目を閉じると全身が明るい。人型の電球のようだ。
「身体にひかりって、こういうことなんだ~」
幸せを噛みしめて、ずっと、このままでいられたらいいなと思った。
義母は、眠り姫状態で、布団の中から、こう言った。
「なにもできなくて、ごめんなさい」
「いいえ~、そんなこと、一度も言ったことないよ」
私が有頂天になって、これができた、あれができたと思っていると、義母にとっては、悲しみなんだ。
肉も柿も出しても食べなくて、ふつうのおにぎりを二個なら食べてしまう。だから、具だくさん味噌汁とおにぎりとバナナが定番になった。手作りなら飽きない。
昔、グルメな私の父が母の実家に来て、祖母のお味噌汁を食べた時、
「こんなうまい味噌汁は、今まで食べたことがない!!」って絶賛したと母から聞かされていた。

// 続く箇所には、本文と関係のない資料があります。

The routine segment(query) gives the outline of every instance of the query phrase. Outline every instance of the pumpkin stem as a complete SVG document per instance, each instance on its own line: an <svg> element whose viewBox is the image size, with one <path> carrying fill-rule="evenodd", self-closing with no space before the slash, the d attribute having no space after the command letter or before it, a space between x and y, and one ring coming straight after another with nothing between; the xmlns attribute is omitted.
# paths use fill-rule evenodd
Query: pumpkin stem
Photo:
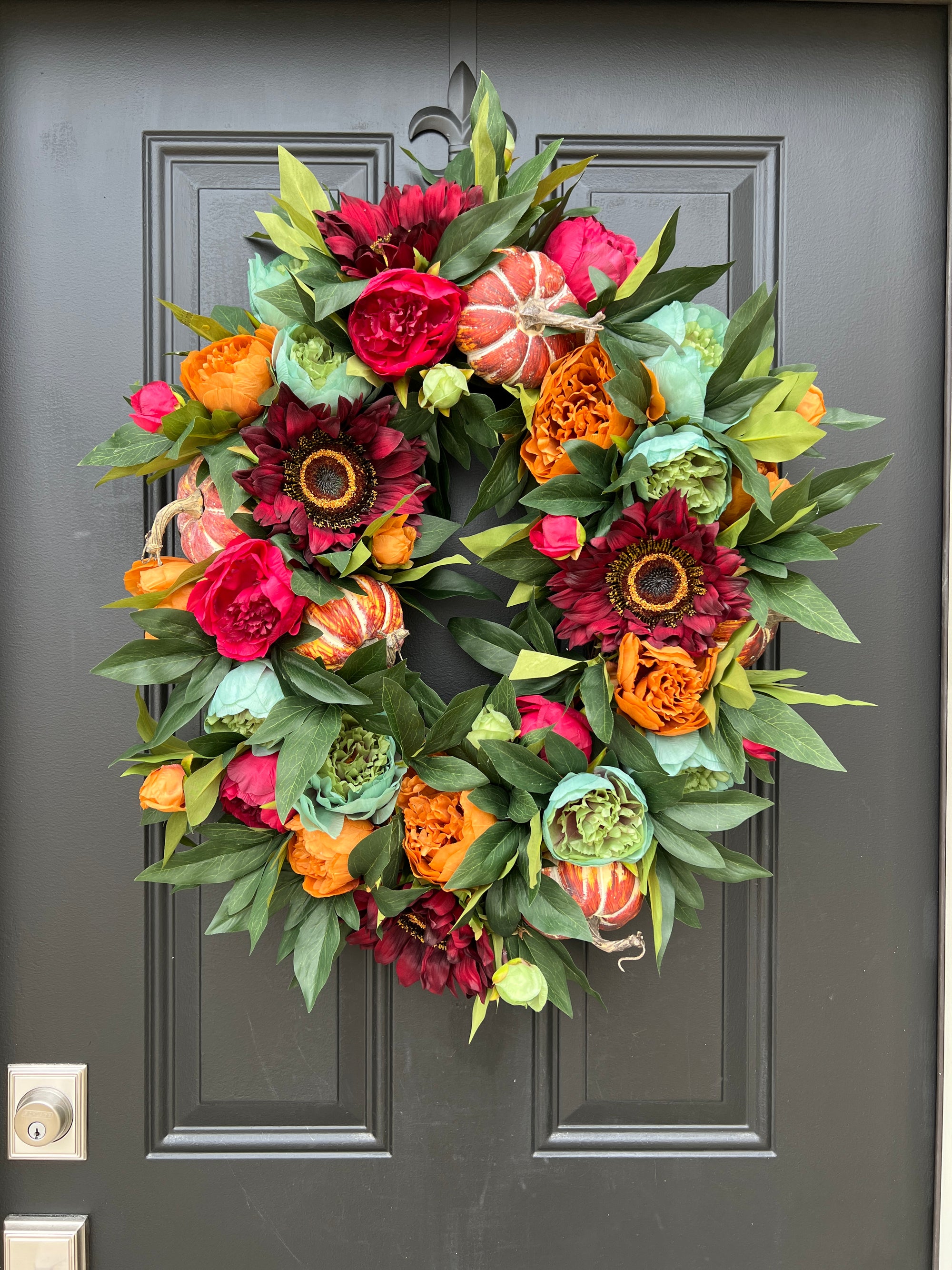
<svg viewBox="0 0 952 1270"><path fill-rule="evenodd" d="M176 498L174 502L166 503L165 507L159 509L155 519L152 521L152 528L149 533L146 533L146 546L142 552L143 560L157 560L161 563L162 538L165 537L165 531L169 528L173 518L179 516L182 512L189 512L195 518L204 512L204 499L202 498L201 489L189 494L188 498Z"/></svg>
<svg viewBox="0 0 952 1270"><path fill-rule="evenodd" d="M590 344L595 334L602 330L604 311L599 310L592 318L579 318L578 314L565 314L561 309L547 309L542 300L529 296L519 305L519 324L527 330L536 326L538 330L532 334L541 334L546 326L557 326L559 330L581 330L585 333L585 343Z"/></svg>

私は、祖母の味噌汁を一度食べたことがあるが、だしが効いていなくて味噌が多いなと感じた。父は、ご馳走は食べていたが、家庭の主婦が家族のために作る「味」に飢えていたのだなと最近わかった。
それでも、「そんなことないよ」という証明のために、前から、気になっていた、白髪を染めて、初めてお風呂に入れることにした。以前なら絶対に断られていたが、おとなしく、されるがままになっている。

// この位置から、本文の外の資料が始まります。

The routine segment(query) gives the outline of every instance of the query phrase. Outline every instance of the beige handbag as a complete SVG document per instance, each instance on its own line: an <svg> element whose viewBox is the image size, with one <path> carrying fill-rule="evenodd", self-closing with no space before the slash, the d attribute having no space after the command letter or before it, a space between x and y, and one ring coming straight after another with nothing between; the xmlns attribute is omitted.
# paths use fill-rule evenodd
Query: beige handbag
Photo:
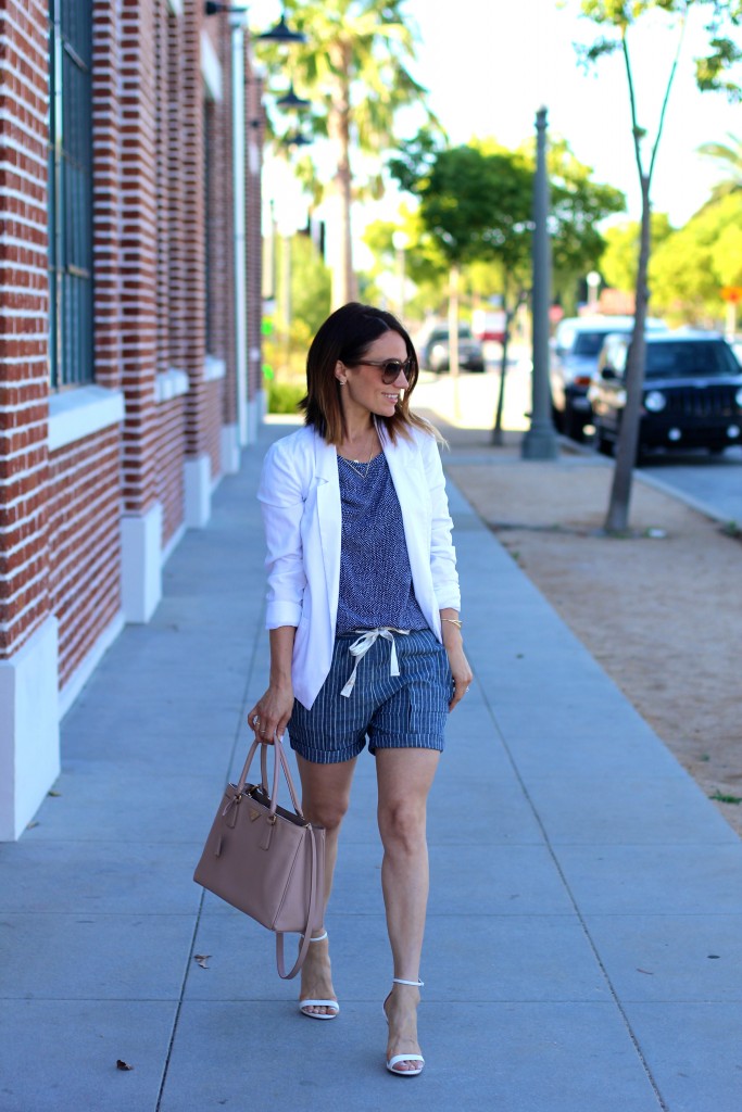
<svg viewBox="0 0 742 1112"><path fill-rule="evenodd" d="M247 776L261 746L259 784ZM296 976L319 930L325 903L325 831L307 823L296 797L288 761L274 742L273 788L267 788L268 746L253 743L239 783L228 784L206 840L194 880L246 915L276 932L279 976ZM294 811L278 806L278 770L284 770ZM294 969L284 966L284 934L304 935Z"/></svg>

義母のアイディンティティーは、働くこと。義母の母親が早くに亡くなり、子供のうちから一人女中奉公に出された。だから、「働かけなくても、義母が大事なんだよ」って、態度で証明しなければならないと思っている。
私は、今やらないともうやらない気がして、思いついた勢いでやり出した。気が付いたら、指先がすっかり染まってしまい、時間が経過したので取れない。
指先が黒いままなので、今日はバンドエイドを3つ貼って仕事をしようと思う。
ペカペカさん、こんにちは。
この先にまだ続きがあるかもしれませんが、コメントさせていただきました^^
まず、、書いてくださってありがとうございました。ペカペカさんの文章から大きな気づきをたくさんいただきました。
随所に心を揺さぶられうような感動を覚えました。きっとペカペカさんのお書きになった文章に光が宿っているからだと思います。
お義母さまの変化♪なんだか読んでいる私まで嬉しくなってしまいました。
私の両親や夫の両親もいつかはこうやって身体の自由が利かなくなる日が来るかもしれない・・・。
そんな時、私は、ペカペカさんのように愛をもって、両親や義父母に接することができるだろうか?
いつかはできるようになるだろうか?
そんなことを考えながら読ませていただいております。
お会いするたびにますますおきれいになっていかれるペカペカさん☆
次回またお目にかかれる日を楽しみにしております!
この文章を読んで、ハッとしました。
健常者であれば幼児に経験したまま忘れてしまうような、ことばによって人と通じ合える出来事のプロセスを、まるで奇跡のように、驚きと共に、喜びとして味わうということも意味しています。
(中略)
ことばが、あくまで全身心での他者とのふれあいであるということなのです。
「生きることのレッスン」竹内敏明著より
今日、やっとkomyoshiさんのサイトを見て私宛の通信を見つけました。
だいぶ変わってきたと思われる私に最後の言葉は嬉しいものでした。
私由来のアクマの罪を担います。